My post on slaves and sons reminded me of a point I’ve been thinking that I don’t think I’ve ever discussed with anyone or written anything about. The term “gender-inclusive” has come to be associated with a certain translation philosophy in Bible translation, namely the translation philosophy that considers it accurate to translate terms referring to multiple genders only with terms that in contemporary English can apply to multiple genders. In other words, using “he” to refer to a gender-unknown or gender-unspecified person or using “sons” to refer to a gender-mixed group would not be gender-inclusive.
It strikes me, however, that the term “gender-inclusive” is actually ambiguous, and the translations that use “sons” for a gender-mixed group or “he” to refer to a gender-unspecified or gender-unknown person are actually the gender-inclusive ones in one sense of the term. After all, they’re using usually-masculine terms in a gender-inclusive way, right? They’re using a sometimes gender-specific term in a gender-inclusive way. So why is it the opposite approach that always gets to be called gender-inclusive?

June 17th, 2010 | 6:55 am | #1
I learned Greek this year at Seminary, and have just begun to translate. That is a good question you pose. I’ve been wrestling with this too for my own work. How true to the culture in which Scripture was written do we stay? Where are we free to use more inclusive language?

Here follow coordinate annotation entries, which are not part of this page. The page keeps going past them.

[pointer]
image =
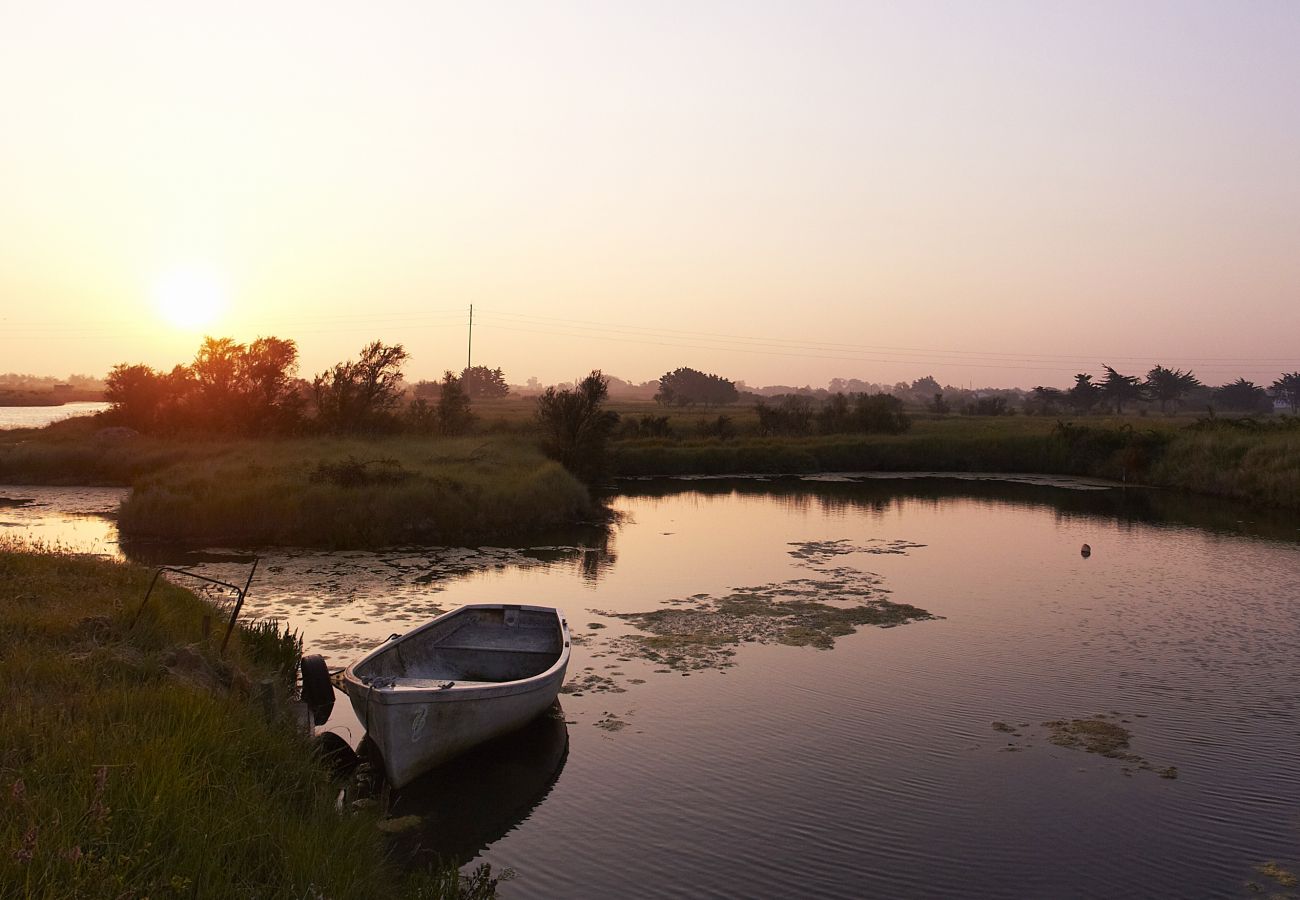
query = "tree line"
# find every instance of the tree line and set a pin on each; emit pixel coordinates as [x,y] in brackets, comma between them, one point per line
[1171,388]
[254,389]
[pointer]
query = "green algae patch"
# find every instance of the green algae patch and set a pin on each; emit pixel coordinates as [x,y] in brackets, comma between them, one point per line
[1099,735]
[1283,877]
[709,635]
[1092,735]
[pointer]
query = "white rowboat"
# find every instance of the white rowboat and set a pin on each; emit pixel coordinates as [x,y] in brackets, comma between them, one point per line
[467,676]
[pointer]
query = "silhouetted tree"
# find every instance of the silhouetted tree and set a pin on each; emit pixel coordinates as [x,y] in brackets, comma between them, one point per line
[792,414]
[1084,394]
[1243,396]
[687,386]
[268,371]
[1121,388]
[137,393]
[879,414]
[481,383]
[217,384]
[454,415]
[986,406]
[359,397]
[576,428]
[229,388]
[1170,385]
[1287,388]
[1044,401]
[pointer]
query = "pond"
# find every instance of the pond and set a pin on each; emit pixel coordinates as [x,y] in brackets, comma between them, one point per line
[39,416]
[937,757]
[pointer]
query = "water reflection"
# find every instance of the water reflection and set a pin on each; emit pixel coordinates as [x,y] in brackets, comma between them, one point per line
[480,797]
[1067,497]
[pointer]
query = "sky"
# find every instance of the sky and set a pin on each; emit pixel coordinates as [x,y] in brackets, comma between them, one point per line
[780,193]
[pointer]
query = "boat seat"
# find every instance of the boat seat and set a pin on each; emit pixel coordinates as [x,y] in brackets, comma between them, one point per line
[436,683]
[494,649]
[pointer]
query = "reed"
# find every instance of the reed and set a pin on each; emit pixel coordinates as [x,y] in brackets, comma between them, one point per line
[134,764]
[338,493]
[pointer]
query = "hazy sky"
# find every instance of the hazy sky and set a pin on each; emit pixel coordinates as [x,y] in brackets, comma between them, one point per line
[997,193]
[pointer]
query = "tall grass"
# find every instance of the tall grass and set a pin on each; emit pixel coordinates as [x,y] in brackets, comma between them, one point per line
[1255,464]
[307,493]
[133,764]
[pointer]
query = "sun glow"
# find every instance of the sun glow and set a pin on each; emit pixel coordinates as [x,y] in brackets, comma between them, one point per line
[190,298]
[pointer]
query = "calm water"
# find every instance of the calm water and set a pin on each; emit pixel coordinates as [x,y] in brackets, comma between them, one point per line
[871,769]
[39,416]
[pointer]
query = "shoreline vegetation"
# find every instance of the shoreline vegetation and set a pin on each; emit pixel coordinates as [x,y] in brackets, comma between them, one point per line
[497,483]
[235,449]
[141,762]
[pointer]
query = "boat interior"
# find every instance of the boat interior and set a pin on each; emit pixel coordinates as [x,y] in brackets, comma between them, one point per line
[476,645]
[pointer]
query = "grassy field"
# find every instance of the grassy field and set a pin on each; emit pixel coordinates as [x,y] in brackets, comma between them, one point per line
[351,493]
[135,765]
[495,484]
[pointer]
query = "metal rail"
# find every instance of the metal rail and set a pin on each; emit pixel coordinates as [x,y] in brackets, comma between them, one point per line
[239,592]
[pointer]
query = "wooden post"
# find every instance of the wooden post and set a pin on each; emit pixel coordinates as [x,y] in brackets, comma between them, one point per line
[267,695]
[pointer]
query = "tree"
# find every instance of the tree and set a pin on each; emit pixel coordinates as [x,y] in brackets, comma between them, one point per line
[217,385]
[454,415]
[1084,394]
[575,427]
[358,397]
[687,386]
[1121,388]
[880,414]
[1287,388]
[268,372]
[1045,401]
[1243,396]
[481,383]
[137,394]
[791,415]
[1170,385]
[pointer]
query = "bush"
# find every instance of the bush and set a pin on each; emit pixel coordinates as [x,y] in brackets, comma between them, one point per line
[575,427]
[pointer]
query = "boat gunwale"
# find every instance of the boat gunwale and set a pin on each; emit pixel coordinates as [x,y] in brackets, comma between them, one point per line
[398,693]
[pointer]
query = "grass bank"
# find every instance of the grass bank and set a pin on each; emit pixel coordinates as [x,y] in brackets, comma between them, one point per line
[134,765]
[350,493]
[82,451]
[1259,464]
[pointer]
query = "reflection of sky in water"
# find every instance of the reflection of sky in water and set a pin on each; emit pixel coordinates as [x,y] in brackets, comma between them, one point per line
[74,518]
[872,769]
[39,416]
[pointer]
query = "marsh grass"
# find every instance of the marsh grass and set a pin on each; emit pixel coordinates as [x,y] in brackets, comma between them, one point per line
[319,493]
[134,765]
[1253,464]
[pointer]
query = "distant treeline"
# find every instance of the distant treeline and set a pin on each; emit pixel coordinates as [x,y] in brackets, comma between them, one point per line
[254,389]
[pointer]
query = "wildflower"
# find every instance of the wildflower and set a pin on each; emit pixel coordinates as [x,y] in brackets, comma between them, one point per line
[29,846]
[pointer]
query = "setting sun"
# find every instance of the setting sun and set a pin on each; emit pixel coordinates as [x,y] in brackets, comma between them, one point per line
[189,298]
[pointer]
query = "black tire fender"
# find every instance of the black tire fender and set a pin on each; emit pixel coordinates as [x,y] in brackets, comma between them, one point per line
[317,689]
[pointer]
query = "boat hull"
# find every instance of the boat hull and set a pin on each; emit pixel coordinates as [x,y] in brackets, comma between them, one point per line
[417,725]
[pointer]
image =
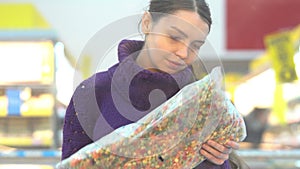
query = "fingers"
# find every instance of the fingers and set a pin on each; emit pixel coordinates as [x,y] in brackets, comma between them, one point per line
[212,158]
[225,149]
[233,145]
[215,152]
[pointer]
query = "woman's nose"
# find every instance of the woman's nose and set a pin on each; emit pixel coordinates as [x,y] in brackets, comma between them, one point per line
[183,51]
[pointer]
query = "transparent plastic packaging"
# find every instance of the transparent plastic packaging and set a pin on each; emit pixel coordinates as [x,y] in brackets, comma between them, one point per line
[171,135]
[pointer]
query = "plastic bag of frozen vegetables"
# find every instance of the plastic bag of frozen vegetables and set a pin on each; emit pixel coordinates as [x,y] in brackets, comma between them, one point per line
[171,135]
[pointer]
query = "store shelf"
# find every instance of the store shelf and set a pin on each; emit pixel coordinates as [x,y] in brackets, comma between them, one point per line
[28,116]
[26,141]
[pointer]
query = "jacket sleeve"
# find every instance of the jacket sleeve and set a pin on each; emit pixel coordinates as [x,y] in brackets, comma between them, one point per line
[74,137]
[80,118]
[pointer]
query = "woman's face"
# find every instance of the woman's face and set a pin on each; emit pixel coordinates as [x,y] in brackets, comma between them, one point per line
[172,43]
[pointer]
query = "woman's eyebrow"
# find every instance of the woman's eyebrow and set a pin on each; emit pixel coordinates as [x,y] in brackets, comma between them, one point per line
[185,35]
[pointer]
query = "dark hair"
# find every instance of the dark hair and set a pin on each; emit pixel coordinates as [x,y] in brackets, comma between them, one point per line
[171,6]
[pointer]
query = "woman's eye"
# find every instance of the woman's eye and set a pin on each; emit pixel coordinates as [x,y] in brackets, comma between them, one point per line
[176,38]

The thing my teacher has emphasized is to let the text speak on it’s own terms. So I guess if we bring an agenda to the text, e.g. inclusiveness, I would worry that that could lead to problems where we compromise the text to suit our ends.
June 17th, 2010 | 1:31 pm | #2
Is this post perhaps an example of Hebrew parallelism rendered in English? :-)

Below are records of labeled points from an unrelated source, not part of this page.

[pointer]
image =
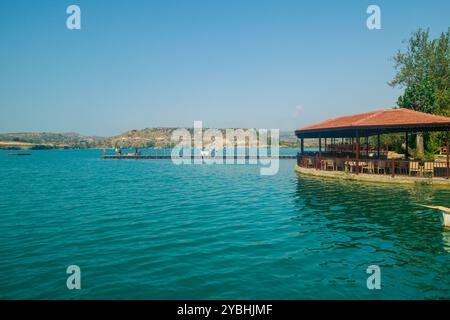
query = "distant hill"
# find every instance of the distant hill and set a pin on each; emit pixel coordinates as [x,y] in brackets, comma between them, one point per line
[144,138]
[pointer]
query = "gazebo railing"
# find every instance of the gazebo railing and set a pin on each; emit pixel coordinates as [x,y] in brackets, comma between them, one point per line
[391,167]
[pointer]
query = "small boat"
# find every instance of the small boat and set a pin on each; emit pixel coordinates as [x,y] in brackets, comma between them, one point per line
[445,214]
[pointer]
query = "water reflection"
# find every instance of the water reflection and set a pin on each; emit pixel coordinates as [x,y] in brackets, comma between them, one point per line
[381,217]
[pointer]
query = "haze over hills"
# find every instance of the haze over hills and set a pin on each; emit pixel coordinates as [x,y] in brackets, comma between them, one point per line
[144,138]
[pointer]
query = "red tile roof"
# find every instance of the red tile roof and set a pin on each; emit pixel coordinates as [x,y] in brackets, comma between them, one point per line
[379,119]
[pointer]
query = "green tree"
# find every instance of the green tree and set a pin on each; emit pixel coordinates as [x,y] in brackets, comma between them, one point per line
[423,70]
[424,73]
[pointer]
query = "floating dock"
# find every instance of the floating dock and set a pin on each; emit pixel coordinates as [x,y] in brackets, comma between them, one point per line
[154,157]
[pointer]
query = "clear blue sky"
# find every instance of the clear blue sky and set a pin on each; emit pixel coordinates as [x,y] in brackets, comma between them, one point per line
[247,63]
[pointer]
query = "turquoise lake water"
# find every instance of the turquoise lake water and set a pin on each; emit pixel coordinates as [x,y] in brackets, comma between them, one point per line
[147,229]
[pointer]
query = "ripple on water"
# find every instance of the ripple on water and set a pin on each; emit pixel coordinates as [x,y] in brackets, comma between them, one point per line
[149,229]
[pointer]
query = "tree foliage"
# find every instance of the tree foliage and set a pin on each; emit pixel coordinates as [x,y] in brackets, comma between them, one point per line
[423,70]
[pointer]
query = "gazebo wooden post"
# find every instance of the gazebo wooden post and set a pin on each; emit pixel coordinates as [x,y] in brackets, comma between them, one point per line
[448,152]
[357,152]
[406,145]
[367,145]
[320,153]
[378,145]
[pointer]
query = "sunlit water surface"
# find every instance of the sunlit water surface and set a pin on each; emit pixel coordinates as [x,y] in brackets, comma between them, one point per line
[147,229]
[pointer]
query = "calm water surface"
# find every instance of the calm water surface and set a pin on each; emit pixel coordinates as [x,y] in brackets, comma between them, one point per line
[150,230]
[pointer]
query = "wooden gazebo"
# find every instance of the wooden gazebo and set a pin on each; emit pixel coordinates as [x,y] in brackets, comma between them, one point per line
[353,127]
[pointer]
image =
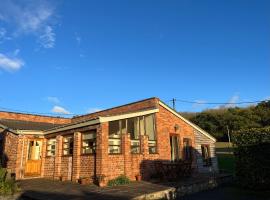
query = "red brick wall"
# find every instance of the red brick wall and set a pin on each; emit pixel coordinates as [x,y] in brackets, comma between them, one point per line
[10,151]
[165,125]
[49,167]
[33,118]
[137,106]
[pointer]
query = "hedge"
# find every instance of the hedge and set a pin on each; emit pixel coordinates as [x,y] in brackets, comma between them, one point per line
[252,157]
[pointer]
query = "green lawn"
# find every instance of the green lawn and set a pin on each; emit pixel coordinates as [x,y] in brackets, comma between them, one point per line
[225,156]
[226,162]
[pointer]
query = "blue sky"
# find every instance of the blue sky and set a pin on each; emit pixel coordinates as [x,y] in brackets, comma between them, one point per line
[81,56]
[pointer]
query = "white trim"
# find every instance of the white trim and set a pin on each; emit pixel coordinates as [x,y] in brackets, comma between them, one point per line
[188,122]
[31,132]
[129,115]
[101,120]
[72,126]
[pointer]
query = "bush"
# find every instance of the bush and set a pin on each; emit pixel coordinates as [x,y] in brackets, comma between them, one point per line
[7,186]
[120,180]
[252,158]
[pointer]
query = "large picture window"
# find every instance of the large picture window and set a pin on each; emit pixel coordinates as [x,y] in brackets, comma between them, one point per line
[115,137]
[68,145]
[51,147]
[133,127]
[187,149]
[89,142]
[206,156]
[136,126]
[150,131]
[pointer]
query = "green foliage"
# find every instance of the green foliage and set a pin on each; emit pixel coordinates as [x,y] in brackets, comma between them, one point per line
[216,121]
[3,173]
[7,186]
[120,180]
[252,157]
[226,162]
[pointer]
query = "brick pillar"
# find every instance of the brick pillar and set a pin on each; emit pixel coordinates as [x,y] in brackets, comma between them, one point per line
[58,156]
[76,157]
[43,155]
[144,146]
[145,153]
[127,155]
[22,142]
[102,153]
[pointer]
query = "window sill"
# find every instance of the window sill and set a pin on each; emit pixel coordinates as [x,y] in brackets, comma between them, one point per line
[87,154]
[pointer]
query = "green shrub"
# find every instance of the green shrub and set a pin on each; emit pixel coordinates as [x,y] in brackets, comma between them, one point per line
[252,158]
[8,186]
[120,180]
[3,173]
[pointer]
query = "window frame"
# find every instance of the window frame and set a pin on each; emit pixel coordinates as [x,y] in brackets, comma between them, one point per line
[155,134]
[63,143]
[113,138]
[93,139]
[207,162]
[187,148]
[47,150]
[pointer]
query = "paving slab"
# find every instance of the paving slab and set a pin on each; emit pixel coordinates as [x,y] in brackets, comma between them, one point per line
[44,189]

June 18th, 2010 | 9:24 pm | #3
Jake, I’m not getting into whether a translation should do which thing. Different translation philosophies can have a place for different purposes, and I think it fits fine with a more dynamic policy like the NIV to do what it did in the TNIV. That was just a matter of being consistent with how it had handled other matters all along. Given the ESV’s translation policy, what it generally does is just what it should (although in specific it’s sometimes inconsistent with its stated goals).

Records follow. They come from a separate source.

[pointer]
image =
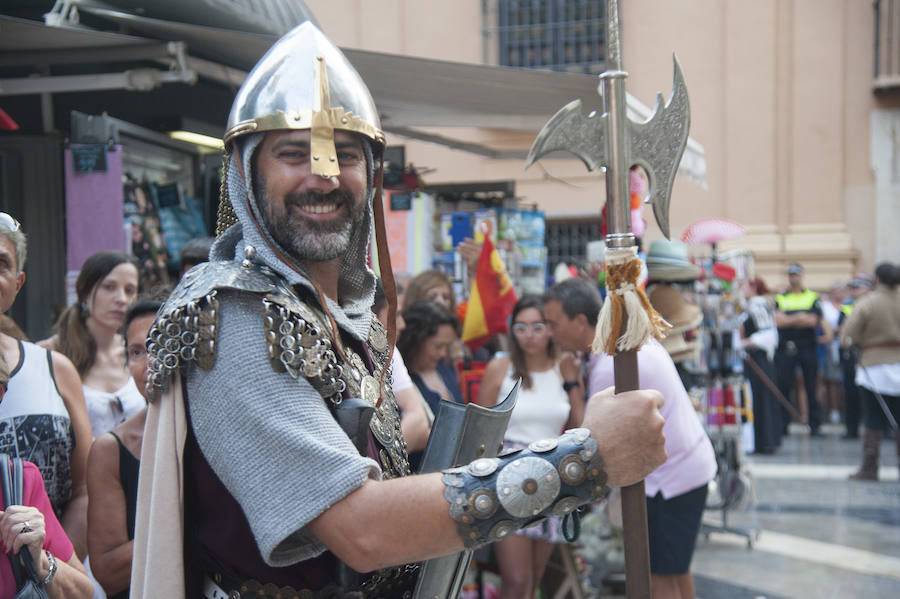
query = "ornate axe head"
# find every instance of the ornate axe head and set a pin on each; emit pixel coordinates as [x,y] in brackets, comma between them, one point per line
[656,145]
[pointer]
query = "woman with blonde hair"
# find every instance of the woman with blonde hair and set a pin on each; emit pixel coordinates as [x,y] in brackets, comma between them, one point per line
[430,285]
[42,415]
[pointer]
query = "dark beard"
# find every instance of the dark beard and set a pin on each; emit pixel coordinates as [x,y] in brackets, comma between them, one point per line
[307,240]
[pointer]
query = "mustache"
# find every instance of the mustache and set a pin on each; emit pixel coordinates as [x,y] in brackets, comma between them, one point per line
[311,198]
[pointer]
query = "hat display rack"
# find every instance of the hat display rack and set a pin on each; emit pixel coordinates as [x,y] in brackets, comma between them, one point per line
[713,373]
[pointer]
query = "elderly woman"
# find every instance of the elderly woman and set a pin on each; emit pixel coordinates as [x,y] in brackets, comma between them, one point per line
[34,526]
[113,470]
[430,285]
[43,415]
[430,332]
[874,327]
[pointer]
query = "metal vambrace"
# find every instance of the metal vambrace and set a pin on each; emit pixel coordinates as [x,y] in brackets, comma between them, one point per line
[492,497]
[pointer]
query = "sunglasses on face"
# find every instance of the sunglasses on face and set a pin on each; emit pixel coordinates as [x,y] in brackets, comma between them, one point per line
[522,328]
[9,222]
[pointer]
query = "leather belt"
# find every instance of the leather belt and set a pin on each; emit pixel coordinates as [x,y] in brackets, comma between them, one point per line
[213,591]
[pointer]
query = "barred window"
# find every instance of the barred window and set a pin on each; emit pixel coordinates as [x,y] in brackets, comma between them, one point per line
[561,35]
[567,240]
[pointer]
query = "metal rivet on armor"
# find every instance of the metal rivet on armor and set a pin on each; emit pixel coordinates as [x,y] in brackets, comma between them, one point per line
[572,470]
[501,529]
[483,503]
[581,434]
[564,506]
[530,490]
[543,446]
[483,466]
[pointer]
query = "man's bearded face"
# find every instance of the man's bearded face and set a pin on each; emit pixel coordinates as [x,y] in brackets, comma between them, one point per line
[313,218]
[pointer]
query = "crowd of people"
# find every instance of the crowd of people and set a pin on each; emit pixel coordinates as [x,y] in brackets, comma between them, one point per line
[242,437]
[815,355]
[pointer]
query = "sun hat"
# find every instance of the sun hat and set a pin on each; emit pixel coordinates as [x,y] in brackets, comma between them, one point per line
[671,305]
[667,261]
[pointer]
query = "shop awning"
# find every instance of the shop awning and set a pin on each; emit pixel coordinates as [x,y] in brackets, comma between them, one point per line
[412,93]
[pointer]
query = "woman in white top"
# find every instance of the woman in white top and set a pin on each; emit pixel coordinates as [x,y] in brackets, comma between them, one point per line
[550,400]
[88,334]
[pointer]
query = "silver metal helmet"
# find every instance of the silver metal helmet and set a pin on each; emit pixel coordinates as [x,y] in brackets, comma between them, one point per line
[305,82]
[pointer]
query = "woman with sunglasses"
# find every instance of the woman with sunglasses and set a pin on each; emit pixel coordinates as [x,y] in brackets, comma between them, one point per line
[113,467]
[550,400]
[42,415]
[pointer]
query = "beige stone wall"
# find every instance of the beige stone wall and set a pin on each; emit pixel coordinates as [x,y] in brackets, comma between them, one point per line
[781,97]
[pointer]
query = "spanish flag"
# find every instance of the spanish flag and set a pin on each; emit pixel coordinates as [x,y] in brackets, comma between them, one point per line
[491,300]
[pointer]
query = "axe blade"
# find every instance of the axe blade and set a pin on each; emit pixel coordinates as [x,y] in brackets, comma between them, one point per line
[571,131]
[658,143]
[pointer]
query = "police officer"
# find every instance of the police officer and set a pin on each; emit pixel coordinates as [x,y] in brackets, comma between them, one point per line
[798,314]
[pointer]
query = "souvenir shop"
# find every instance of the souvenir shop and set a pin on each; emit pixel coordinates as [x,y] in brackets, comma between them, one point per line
[141,190]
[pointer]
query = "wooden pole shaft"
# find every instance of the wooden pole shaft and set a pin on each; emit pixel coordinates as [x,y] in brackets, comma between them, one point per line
[634,500]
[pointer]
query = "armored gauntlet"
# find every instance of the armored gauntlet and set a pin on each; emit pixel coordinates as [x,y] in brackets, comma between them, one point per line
[492,497]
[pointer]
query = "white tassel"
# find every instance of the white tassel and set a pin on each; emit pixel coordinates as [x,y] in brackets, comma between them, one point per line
[640,326]
[604,327]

Here I was just wondering if the term “gender-inclusive” is helpful to use in that debate, and it seems it’s not, because both translation philosophies could be rightly called gender-inclusive (even if meaning different things by it in each case).
June 18th, 2010 | 9:25 pm | #4
David, that’s probably a relic of the editing attempts to get something written in Movable Type to appear right in WordPress. But I suppose I better leave it this way now that you’ve commented on it, or you’ll look like you don’t know what you’re talking about.
June 19th, 2010 | 7:18 am | #5
Oh, no. Feel free to correct it. We can easily remove these comments.
June 19th, 2010 | 7:32 am | #6
I agree with your point here, Jeremy. Other languages function in a similar way. For example, French has two words for the third-person plural pronoun they: ils (m.) and elles (f.), the former being used for an assembly of both sexes. In languages in which grammatical gender plays a more prominent role than in English it would be virtually impossible to make the sorts of alterations that generally come under the inclusive language rubric.
The languages with which I am familiar all use the generic male form in a gender-inclusive sense. An interesting exception is the French word for a person: une personne, which is feminine. But this comes from the Latin persona (feminine noun), meaning mask, so this is a matter of grammatical and not biological gender.